Historically, Fitzrovia has always had a bohemian edge. In the past, it has been inhabited by numbered writers such as Dickens, Virginia Woolf and George Bernard Shaw. Whilst its pubs have been graced by a host of literary figures including George Orwell and Quentin Crisp.
Today, Fitzrovia is a district full of interesting buildings and fascinating corners with flashes of greenery and parklets . Its retail history has been built on some of London’s most celebrated stores. It is also a destination for some of London’s most popular eateries and a great place to have a drink. Mixed with the lively collection of boutiques, independent shops and galleries, you’ll be spoilt for choice.
Fitzrovia is one of 16 London ‘villages’ focussed on improving air quality. Our B2B business – The Fitzrovia Partnership – is a project partner of Clean Air Villages 3 (CAV3). For companies that use ultra-low emission vehicles, cargo bikes or by foot, such as delivery companies, taxi companies, dry cleaning companies, please see the Fitzrovia Directory.
If you’d like help visiting Fitzrovia, find out more about getting here.
Tottenham Court Road is the retail heart of Fitzrovia, and a one-stop shopping street for anything home-related and more.
Originally a road renown for cutting-edge Hi-Fi and electronics stores, it’s still a great place to shop for computers and home entertainment equipment. The street has also built an unrivalled reputation as London’s furnishing and homeware capital. You’ll find a tantalising range of big name furniture stores and smaller retailers, offering everything it takes to turn a house into a home.
There’s an array of other shops as well where you can pick up anything from designer glasses and beautiful stationery to your weekly groceries.
When it comes to food, variety is the spice of Fitzrovia and food lovers in search of culinary adventures have been making their way here for decades.
Charlotte Street is home to a wider range of eating places than anywhere else in London and, if you add in the surrounding streets, the choice is virtually endless. The area’s cosmopolitan flavour derives from the people who have called it home over the years. The French opened their restaurants here in the eighteenth century and 1930’s Fitzrovia was known as London’s Latin Quarter. After the Second World War, the arrival of Greek, Italian, Nepalese and Bengali communities contributed to the wealth of available international cuisines. Today you can eat your way around the world without ever leaving Fitzrovia.
There’s something for pretty much every budget, from Michelin-starred extravaganzas to a quick pizza or a coffee and a sandwich. And, if all you need is a drink, you can quench your thirst in a multitude of local pubs and bars.

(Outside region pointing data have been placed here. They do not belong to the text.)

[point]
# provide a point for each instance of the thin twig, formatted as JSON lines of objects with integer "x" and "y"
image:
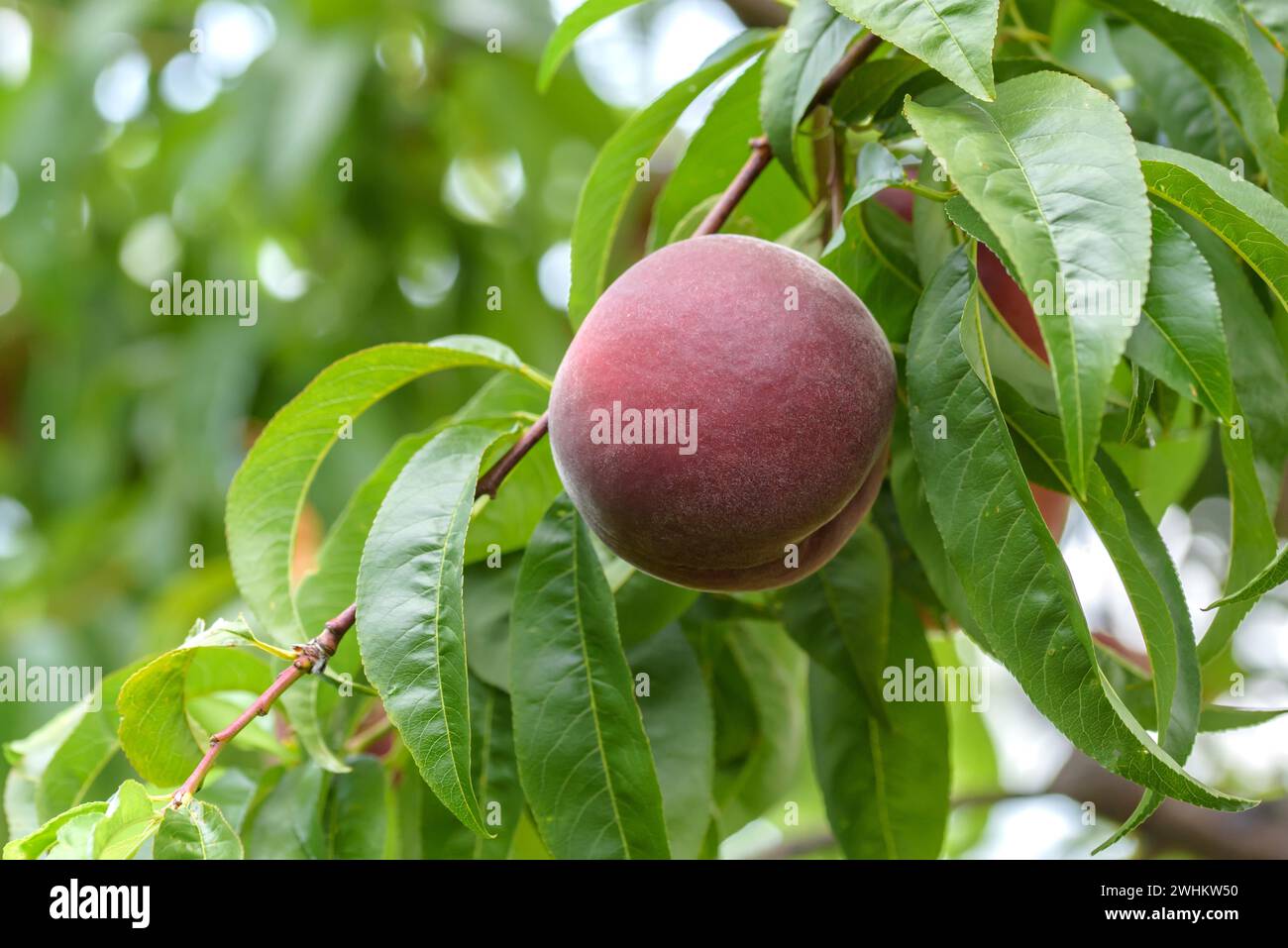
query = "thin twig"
{"x": 309, "y": 656}
{"x": 325, "y": 644}
{"x": 760, "y": 149}
{"x": 492, "y": 478}
{"x": 738, "y": 187}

With its rich cultural heritage, it’s no surprise that Fitzrovia has become something of an artistic quarter. After all, Constable, Whistler, Sickert and Wyndham Lewis all made their home here at one time and Augustus John was a regular in the local pubs.

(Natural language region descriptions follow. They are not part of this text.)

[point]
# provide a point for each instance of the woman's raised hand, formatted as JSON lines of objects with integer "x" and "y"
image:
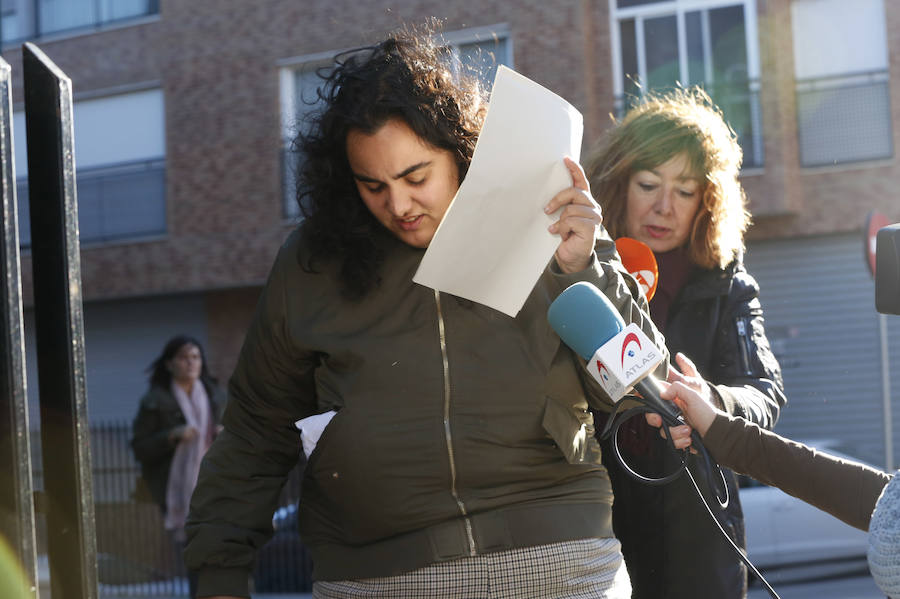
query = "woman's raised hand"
{"x": 579, "y": 221}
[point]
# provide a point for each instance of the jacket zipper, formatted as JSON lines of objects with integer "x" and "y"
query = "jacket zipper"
{"x": 470, "y": 537}
{"x": 744, "y": 344}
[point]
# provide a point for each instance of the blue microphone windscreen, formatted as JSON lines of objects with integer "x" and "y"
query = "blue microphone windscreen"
{"x": 584, "y": 318}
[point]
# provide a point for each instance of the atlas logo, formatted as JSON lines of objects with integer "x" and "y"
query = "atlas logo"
{"x": 626, "y": 351}
{"x": 649, "y": 358}
{"x": 604, "y": 373}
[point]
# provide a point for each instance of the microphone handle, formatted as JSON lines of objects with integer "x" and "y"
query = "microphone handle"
{"x": 649, "y": 388}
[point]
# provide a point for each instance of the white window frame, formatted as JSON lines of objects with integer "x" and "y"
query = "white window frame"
{"x": 680, "y": 8}
{"x": 288, "y": 67}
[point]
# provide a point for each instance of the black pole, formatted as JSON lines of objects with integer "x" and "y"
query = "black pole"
{"x": 59, "y": 327}
{"x": 16, "y": 503}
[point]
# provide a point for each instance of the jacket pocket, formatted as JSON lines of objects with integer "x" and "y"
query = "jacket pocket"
{"x": 745, "y": 344}
{"x": 572, "y": 430}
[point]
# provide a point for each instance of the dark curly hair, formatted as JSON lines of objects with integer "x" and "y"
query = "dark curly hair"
{"x": 408, "y": 76}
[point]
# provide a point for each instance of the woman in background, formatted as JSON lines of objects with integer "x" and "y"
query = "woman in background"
{"x": 667, "y": 175}
{"x": 177, "y": 420}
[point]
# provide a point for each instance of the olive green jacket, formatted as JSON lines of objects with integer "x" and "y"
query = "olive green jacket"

This heritage has fostered an exciting environment of advertising creatives and a wide variety of interesting galleries. Exhibiting art by both emerging artists and more established figures, you will find everything from contemporary figurative painting to non-Western art, one-off pieces to more affordable limited edition prints, and modern photographs to old movie posters. Whether you are a serious collector or just appreciate the arts, you can spend some highly enjoyable time wandering around the district’s galleries.